SDEROT, Israel, June 2 (Reuters) - Israel has deployed an Iron Dome rocket interceptor outside a Gaza border town that has borne the brunt of Palestinian shelling attacks, posing a new test for the fledgling system underwritten by Washington.
Rolled out in March in an accelerated production schedule, Iron Dome won plaudits from U.S. National Security Adviser Tom Donilon for downing eight out of nine Katyusha-style rockets fired at two southern Israeli cities from Gaza in one day.
The movement this week of an Iron Dome unit to Sderot, within four kilometers (two miles) of the Gaza Strip, signaled readiness to deal with short-range rocket and mortar barrages in the face of skepticism from some independent experts about its capabilities.
Iron Dome has passed field trials for threats with ranges of between four kilometers to 40 kilometers, so this deployment tests the lower-most end of that spectrum, said Uzi Rubin, a missile designer who consults for Israel's Defense Ministry.
Noting the recent ebbing in violence along the frontier of the
Hamas-ruled Gaza, Rubin said: Let's hope action by Iron Dome is not required. But as a rule, Israel does not bring systems that are not operational into a war zone.
Disclosing the deployment on Thursday, a military source said it was part of a rotation of Israel's two Iron Domes while more of the $50 million batteries are prepared.
Israel wants between 10 and 15 units to defend its Palestinian and Lebanese fronts.

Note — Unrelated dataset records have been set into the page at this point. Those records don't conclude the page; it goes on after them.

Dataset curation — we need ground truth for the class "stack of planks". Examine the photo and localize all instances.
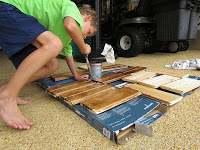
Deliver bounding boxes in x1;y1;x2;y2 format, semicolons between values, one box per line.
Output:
47;65;200;114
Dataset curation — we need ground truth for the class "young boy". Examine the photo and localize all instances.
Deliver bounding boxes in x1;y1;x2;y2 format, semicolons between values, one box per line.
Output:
0;0;97;129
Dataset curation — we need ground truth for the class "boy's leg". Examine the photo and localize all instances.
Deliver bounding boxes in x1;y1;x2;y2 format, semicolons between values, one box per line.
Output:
0;31;62;129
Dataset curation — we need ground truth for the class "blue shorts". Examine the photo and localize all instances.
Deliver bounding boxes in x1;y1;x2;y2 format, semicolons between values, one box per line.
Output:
0;2;49;66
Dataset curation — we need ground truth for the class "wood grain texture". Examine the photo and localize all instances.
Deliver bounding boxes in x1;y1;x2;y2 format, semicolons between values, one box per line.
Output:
126;84;183;106
47;81;96;97
122;70;156;83
82;87;142;114
62;84;115;105
50;71;88;81
78;64;128;71
96;67;146;84
147;69;189;79
160;78;200;94
138;75;180;88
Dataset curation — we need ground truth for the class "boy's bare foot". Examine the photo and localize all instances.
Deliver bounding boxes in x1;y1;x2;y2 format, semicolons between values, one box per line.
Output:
0;85;32;105
0;93;33;129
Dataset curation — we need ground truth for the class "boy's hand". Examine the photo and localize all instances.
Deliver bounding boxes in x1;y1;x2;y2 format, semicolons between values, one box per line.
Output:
80;43;91;55
75;74;89;81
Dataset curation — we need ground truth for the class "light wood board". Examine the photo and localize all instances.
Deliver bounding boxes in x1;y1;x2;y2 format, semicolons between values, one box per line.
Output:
160;78;200;94
78;64;128;71
50;71;88;81
61;84;115;105
96;67;146;83
122;70;156;83
82;87;142;114
125;84;183;106
47;81;96;97
138;75;180;88
147;69;189;78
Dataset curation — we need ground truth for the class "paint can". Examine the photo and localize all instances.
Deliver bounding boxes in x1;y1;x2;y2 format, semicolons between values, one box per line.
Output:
90;62;102;79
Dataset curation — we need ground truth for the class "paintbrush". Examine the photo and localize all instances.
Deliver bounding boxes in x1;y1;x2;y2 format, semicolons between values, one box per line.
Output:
85;55;93;79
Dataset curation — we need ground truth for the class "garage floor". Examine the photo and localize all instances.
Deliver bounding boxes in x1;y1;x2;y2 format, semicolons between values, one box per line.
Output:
0;50;200;150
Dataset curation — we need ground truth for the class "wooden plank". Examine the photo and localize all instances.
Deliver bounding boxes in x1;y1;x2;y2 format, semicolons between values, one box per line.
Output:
78;64;128;71
160;78;200;94
96;67;146;83
138;75;180;88
122;70;156;83
47;81;96;97
147;69;189;79
125;84;183;106
82;87;142;114
50;71;88;81
61;85;115;105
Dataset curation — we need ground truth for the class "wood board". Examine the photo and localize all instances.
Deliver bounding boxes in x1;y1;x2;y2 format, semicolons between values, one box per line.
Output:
50;71;88;81
122;70;156;83
160;78;200;94
138;75;180;88
78;64;128;71
96;67;146;84
47;81;96;97
61;84;115;105
146;69;189;79
125;84;183;106
81;87;142;114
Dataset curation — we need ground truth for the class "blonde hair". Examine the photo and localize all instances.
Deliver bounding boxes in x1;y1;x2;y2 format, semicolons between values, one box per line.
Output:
79;6;97;35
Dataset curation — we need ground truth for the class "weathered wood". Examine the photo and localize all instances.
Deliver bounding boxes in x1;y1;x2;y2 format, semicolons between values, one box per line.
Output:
82;87;142;114
138;75;180;88
125;84;183;105
122;70;156;83
160;78;200;94
61;84;115;105
147;69;189;78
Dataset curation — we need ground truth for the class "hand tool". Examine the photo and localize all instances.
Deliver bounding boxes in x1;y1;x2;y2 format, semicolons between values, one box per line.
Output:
85;55;93;79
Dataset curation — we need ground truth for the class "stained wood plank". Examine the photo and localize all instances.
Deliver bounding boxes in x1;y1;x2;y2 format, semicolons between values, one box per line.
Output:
122;70;156;83
138;75;180;88
78;64;128;71
82;87;142;114
96;67;146;83
147;69;189;79
126;84;183;106
50;71;88;81
62;85;115;105
160;78;200;94
47;81;96;97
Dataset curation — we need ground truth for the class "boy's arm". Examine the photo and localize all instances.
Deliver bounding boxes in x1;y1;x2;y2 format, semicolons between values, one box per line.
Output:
65;56;89;81
64;17;91;55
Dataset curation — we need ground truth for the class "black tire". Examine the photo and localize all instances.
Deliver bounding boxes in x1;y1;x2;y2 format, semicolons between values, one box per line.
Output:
115;27;145;57
179;40;189;51
167;41;181;53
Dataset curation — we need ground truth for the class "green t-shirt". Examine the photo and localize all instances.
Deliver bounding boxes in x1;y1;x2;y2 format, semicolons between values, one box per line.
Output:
0;0;83;57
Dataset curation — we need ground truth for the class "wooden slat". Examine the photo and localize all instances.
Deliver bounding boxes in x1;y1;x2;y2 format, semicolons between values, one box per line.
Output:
47;81;96;97
147;69;189;79
125;84;183;105
61;85;115;105
82;87;142;114
78;64;128;71
122;70;156;83
50;71;88;81
96;67;146;83
160;78;200;94
138;75;180;88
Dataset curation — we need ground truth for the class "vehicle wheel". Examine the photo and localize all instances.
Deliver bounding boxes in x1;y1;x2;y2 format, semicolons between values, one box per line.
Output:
167;41;181;53
115;27;145;57
179;40;189;51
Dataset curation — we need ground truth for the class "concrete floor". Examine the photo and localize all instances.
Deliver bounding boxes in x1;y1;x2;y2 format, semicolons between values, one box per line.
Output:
0;50;200;150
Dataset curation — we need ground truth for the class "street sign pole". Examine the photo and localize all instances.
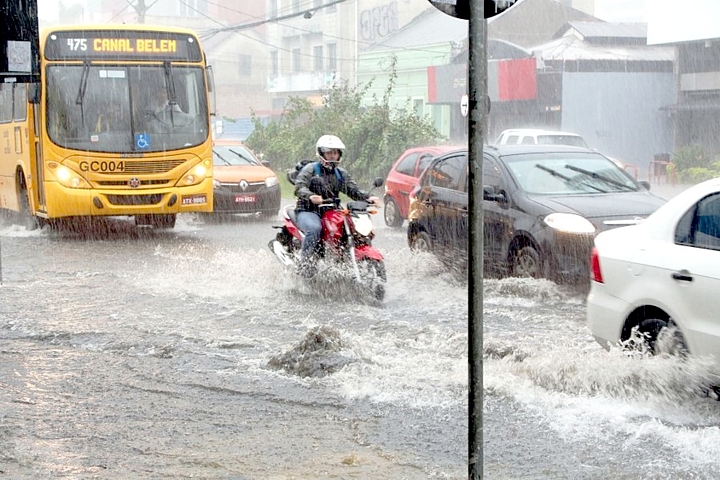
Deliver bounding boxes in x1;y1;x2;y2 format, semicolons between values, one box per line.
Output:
468;1;487;480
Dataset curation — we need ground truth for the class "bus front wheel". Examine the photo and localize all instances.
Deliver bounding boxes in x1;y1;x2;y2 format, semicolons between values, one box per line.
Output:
18;181;40;231
135;213;177;228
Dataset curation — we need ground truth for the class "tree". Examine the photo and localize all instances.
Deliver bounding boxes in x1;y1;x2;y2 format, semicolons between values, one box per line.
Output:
246;65;446;183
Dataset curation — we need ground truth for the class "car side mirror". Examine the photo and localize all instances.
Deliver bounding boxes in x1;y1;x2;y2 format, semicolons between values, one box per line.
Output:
483;185;505;203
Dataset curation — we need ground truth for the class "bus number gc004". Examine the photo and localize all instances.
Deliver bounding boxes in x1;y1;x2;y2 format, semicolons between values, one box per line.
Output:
80;160;125;173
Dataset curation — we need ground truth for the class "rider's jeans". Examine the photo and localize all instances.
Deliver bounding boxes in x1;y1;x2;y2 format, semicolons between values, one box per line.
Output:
297;212;322;261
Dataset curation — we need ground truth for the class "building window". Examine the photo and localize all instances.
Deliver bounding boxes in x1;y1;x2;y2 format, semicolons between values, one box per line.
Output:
313;45;323;72
270;50;279;77
293;48;302;72
272;97;287;110
238;55;252;76
327;43;337;72
413;98;425;118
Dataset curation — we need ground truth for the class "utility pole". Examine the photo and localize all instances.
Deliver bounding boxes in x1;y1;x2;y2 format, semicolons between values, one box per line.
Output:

The United States said last week it planned to help Israel buy four new Iron Domes after budgeting $203.8 million in congressional funding assistance for the system in fiscal 2011.
Seeing Iron Dome sent first in March and April to Beersheba and Ashkelon, residents of Sderot had accused the government of neglecting their defenses in favor of the two industrial cities whose inland locations were harder to hit from Gaza.